From: Paul Turner <pjt@google.com>

Currently, when updating the affinity of tasks via either cpusets.cpus,
or, sched_setaffinity(); tasks not currently running within the newly
specified mask will be arbitrarily assigned to the first CPU within the
mask.

This (particularly in the case that we are restricting masks) can
result in many tasks being assigned to the first CPUs of their new
masks.

This:
 1) Can induce scheduling delays while the load-balancer has a chance to
    spread them between their new CPUs.
 2) Can antogonize a poor load-balancer behavior where it has a
    difficult time recognizing that a cross-socket imbalance has been
    forced by an affinity mask.

This change adds a new cpumask interface to allow iterated calls to
distribute within the intersection of the provided masks.

The cases that this mainly affects are:
- modifying cpuset.cpus
- when tasks join a cpuset
- when modifying a task's affinity via sched_setaffinity(2)

Co-developed-by: Josh Don <joshdon@google.com>
Signed-off-by: Josh Don <joshdon@google.com>
Signed-off-by: Paul Turner <pjt@google.com>
---
v2:
- Moved the "distribute" implementation to a new
cpumask_any_and_distribute() function
- No longer move a task if it is already running on an allowed cpu

 include/linux/cpumask.h |  7 +++++++
 kernel/sched/core.c     |  7 ++++++-
 lib/cpumask.c           | 29 +++++++++++++++++++++++++++++
 3 files changed, 42 insertions(+), 1 deletion(-)

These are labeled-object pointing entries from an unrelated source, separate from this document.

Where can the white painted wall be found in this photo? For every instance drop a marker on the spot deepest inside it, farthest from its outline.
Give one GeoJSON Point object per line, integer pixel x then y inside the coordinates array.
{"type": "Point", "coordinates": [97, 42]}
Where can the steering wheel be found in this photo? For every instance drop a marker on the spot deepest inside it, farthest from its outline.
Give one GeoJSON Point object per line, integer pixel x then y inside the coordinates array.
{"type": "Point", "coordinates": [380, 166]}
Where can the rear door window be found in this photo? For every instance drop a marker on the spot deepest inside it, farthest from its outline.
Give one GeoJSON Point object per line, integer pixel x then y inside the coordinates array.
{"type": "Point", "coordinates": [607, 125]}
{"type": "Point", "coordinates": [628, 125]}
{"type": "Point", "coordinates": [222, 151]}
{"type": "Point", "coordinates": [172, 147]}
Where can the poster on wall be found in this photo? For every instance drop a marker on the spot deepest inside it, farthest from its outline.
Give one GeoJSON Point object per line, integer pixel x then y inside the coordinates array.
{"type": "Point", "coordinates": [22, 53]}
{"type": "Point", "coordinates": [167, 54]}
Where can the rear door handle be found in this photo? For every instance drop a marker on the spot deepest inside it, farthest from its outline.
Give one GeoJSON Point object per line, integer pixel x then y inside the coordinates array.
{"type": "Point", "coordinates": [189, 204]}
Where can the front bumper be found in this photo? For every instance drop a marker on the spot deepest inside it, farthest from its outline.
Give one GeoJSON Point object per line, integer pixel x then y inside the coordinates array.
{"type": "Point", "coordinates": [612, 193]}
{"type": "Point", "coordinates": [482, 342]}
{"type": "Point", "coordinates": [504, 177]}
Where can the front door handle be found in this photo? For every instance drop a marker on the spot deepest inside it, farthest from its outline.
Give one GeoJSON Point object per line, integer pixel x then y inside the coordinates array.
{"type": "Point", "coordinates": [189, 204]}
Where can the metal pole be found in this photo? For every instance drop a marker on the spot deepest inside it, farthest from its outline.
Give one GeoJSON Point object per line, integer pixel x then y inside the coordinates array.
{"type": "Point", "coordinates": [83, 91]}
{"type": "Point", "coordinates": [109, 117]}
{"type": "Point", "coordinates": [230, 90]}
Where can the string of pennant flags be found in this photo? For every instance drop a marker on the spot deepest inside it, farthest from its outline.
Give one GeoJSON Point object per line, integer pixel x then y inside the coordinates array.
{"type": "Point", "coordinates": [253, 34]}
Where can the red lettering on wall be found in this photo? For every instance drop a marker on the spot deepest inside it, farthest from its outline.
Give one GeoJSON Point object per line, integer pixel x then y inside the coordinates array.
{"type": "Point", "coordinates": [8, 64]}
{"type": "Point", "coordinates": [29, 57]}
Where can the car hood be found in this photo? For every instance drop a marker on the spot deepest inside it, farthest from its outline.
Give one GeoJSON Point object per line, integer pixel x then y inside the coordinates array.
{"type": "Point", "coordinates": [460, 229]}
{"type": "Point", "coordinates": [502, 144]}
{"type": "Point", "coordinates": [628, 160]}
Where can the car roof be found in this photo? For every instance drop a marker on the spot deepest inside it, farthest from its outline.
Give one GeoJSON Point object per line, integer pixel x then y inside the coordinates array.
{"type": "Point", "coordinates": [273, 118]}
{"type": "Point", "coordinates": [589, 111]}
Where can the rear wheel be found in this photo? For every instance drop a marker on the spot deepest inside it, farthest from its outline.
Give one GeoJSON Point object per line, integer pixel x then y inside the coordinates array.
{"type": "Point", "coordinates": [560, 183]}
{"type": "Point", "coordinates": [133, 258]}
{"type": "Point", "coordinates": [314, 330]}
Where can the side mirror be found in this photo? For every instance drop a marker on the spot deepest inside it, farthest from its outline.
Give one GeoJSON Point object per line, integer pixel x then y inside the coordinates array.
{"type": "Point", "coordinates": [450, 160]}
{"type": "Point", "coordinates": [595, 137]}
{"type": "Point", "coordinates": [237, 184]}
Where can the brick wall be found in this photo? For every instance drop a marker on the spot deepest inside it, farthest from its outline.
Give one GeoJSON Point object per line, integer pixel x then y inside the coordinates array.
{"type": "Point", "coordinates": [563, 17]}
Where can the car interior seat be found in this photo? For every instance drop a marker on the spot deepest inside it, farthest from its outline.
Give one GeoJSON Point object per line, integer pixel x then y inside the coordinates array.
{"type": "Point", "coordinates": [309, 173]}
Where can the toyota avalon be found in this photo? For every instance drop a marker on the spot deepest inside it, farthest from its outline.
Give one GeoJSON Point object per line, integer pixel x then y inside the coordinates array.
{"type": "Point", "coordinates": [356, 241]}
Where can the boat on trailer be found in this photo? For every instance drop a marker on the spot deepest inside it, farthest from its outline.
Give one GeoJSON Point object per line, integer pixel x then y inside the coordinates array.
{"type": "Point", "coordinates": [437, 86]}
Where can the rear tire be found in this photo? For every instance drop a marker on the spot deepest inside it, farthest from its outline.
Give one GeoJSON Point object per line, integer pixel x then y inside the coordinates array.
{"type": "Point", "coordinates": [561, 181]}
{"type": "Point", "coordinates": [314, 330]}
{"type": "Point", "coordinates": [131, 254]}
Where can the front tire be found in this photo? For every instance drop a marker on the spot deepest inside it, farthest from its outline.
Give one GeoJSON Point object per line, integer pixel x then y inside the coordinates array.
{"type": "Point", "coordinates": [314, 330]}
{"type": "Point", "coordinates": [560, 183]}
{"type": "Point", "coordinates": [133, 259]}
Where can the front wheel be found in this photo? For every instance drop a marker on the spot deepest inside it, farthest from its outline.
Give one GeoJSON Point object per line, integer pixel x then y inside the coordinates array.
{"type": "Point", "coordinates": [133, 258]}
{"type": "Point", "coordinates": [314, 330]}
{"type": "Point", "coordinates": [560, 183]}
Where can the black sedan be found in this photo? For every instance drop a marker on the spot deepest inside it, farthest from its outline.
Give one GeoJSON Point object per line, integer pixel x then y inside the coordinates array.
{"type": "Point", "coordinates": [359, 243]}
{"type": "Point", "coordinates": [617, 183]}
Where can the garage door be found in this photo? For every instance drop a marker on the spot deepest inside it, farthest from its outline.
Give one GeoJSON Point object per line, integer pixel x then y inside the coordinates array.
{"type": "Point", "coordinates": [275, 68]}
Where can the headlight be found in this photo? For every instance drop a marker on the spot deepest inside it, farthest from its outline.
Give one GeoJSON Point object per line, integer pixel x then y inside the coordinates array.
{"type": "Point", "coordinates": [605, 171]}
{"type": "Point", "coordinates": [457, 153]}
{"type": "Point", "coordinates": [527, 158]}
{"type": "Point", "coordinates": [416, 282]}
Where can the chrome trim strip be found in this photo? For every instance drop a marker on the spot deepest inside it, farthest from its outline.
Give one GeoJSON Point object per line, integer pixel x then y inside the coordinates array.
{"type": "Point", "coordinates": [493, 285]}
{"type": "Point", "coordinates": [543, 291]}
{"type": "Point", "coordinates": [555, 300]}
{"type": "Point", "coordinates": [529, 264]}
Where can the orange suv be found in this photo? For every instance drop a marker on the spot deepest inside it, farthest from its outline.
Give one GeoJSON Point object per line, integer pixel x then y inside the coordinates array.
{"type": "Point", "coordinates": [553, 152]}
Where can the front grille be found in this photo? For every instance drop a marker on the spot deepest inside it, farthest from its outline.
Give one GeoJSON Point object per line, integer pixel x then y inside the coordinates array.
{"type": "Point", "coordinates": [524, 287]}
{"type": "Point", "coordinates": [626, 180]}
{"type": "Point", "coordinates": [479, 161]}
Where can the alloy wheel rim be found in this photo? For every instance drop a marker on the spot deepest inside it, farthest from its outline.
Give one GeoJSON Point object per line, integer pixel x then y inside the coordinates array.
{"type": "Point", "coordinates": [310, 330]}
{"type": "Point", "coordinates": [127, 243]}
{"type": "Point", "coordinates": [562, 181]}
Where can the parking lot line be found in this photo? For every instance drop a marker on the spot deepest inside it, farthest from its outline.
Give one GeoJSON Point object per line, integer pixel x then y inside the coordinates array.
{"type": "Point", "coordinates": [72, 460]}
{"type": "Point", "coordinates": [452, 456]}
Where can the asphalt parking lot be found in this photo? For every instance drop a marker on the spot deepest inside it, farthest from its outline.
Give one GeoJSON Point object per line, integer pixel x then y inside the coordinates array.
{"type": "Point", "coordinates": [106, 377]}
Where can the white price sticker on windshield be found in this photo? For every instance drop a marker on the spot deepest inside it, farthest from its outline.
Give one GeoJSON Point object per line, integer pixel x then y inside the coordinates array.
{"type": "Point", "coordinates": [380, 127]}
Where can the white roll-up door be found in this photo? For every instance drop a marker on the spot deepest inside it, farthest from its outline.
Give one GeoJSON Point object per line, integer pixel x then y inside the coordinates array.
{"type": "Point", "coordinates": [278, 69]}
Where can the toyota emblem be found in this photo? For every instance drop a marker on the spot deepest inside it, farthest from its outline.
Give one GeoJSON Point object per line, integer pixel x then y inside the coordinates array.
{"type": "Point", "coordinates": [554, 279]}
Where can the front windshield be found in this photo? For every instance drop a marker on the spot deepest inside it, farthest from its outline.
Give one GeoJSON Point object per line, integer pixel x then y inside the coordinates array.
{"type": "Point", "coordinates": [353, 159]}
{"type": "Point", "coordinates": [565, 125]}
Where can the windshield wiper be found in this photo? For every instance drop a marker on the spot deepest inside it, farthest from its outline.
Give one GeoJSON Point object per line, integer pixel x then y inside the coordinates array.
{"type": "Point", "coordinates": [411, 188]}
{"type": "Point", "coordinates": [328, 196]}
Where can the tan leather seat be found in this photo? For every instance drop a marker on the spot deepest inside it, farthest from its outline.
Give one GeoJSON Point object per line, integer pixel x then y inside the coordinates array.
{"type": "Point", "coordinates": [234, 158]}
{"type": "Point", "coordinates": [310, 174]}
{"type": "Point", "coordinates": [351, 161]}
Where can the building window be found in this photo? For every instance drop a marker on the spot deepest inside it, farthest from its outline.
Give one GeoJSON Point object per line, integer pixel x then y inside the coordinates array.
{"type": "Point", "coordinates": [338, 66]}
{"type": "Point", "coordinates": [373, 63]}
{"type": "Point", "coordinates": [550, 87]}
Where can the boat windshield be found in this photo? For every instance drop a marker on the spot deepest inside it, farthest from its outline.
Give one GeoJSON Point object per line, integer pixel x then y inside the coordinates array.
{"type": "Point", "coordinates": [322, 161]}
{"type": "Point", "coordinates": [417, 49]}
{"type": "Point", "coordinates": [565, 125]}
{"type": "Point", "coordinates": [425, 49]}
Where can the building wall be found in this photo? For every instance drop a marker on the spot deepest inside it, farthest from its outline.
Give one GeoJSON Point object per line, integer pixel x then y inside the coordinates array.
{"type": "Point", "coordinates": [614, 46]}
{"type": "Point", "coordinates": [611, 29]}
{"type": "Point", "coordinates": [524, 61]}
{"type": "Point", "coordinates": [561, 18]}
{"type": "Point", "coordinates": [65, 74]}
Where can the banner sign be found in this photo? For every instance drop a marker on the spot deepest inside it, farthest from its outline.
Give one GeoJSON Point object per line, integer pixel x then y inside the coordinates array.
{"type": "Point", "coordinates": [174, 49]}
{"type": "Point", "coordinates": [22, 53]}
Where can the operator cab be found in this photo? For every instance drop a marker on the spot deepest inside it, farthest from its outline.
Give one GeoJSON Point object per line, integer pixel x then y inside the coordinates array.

diff --git a/include/linux/cpumask.h b/include/linux/cpumask.h
index d5cc88514aee..f0d895d6ac39 100644
--- a/include/linux/cpumask.h
+++ b/include/linux/cpumask.h
@@ -194,6 +194,11 @@ static inline unsigned int cpumask_local_spread(unsigned int i, int node)
 	return 0;
 }
 
+static inline int cpumask_any_and_distribute(const struct cpumask *src1p,
+					     const struct cpumask *src2p) {
+	return cpumask_next_and(-1, src1p, src2p);
+}
+
 #define for_each_cpu(cpu, mask)			\
 	for ((cpu) = 0; (cpu) < 1; (cpu)++, (void)mask)
 #define for_each_cpu_not(cpu, mask)		\
@@ -245,6 +250,8 @@ static inline unsigned int cpumask_next_zero(int n, const struct cpumask *srcp)
 int cpumask_next_and(int n, const struct cpumask *, const struct cpumask *);
 int cpumask_any_but(const struct cpumask *mask, unsigned int cpu);
 unsigned int cpumask_local_spread(unsigned int i, int node);
+int cpumask_any_and_distribute(const struct cpumask *src1p,
+			       const struct cpumask *src2p);
 
 /**
  * for_each_cpu - iterate over every cpu in a mask
diff --git a/kernel/sched/core.c b/kernel/sched/core.c
index 1a9983da4408..fc6f2bec7d44 100644
--- a/kernel/sched/core.c
+++ b/kernel/sched/core.c
@@ -1652,7 +1652,12 @@ static int __set_cpus_allowed_ptr(struct task_struct *p,
 	if (cpumask_equal(p->cpus_ptr, new_mask))
 		goto out;
 
-	dest_cpu = cpumask_any_and(cpu_valid_mask, new_mask);
+	/*
+	 * Picking a ~random cpu helps in cases where we are changing affinity
+	 * for groups of tasks (ie. cpuset), so that load balancing is not
+	 * immediately required to distribute the tasks within their new mask.
+	 */
+	dest_cpu = cpumask_any_and_distribute(cpu_valid_mask, new_mask);
 	if (dest_cpu >= nr_cpu_ids) {
 		ret = -EINVAL;
 		goto out;
diff --git a/lib/cpumask.c b/lib/cpumask.c
index 0cb672eb107c..fb22fb266f93 100644
--- a/lib/cpumask.c
+++ b/lib/cpumask.c
@@ -232,3 +232,32 @@ unsigned int cpumask_local_spread(unsigned int i, int node)
 	BUG();
 }
 EXPORT_SYMBOL(cpumask_local_spread);
+
+static DEFINE_PER_CPU(int, distribute_cpu_mask_prev);
+
+/**
+ * Returns an arbitrary cpu within srcp1 & srcp2.
+ *
+ * Iterated calls using the same srcp1 and srcp2 will be distributed within
+ * their intersection.
+ *
+ * Returns >= nr_cpu_ids if the intersection is empty.
+ */
+int cpumask_any_and_distribute(const struct cpumask *src1p,
+			       const struct cpumask *src2p)
+{
+	int next, prev;
+
+	/* NOTE: our first selection will skip 0. */
+	prev = __this_cpu_read(distribute_cpu_mask_prev);
+
+	next = cpumask_next_and(prev, src1p, src2p);
+	if (next >= nr_cpu_ids)
+		next = cpumask_first_and(src1p, src2p);
+
+	if (next < nr_cpu_ids)
+		__this_cpu_write(distribute_cpu_mask_prev, next);
+
+	return next;
+}
+EXPORT_SYMBOL(cpumask_any_and_distribute);
-- 
2.25.1.481.gfbce0eb801-goog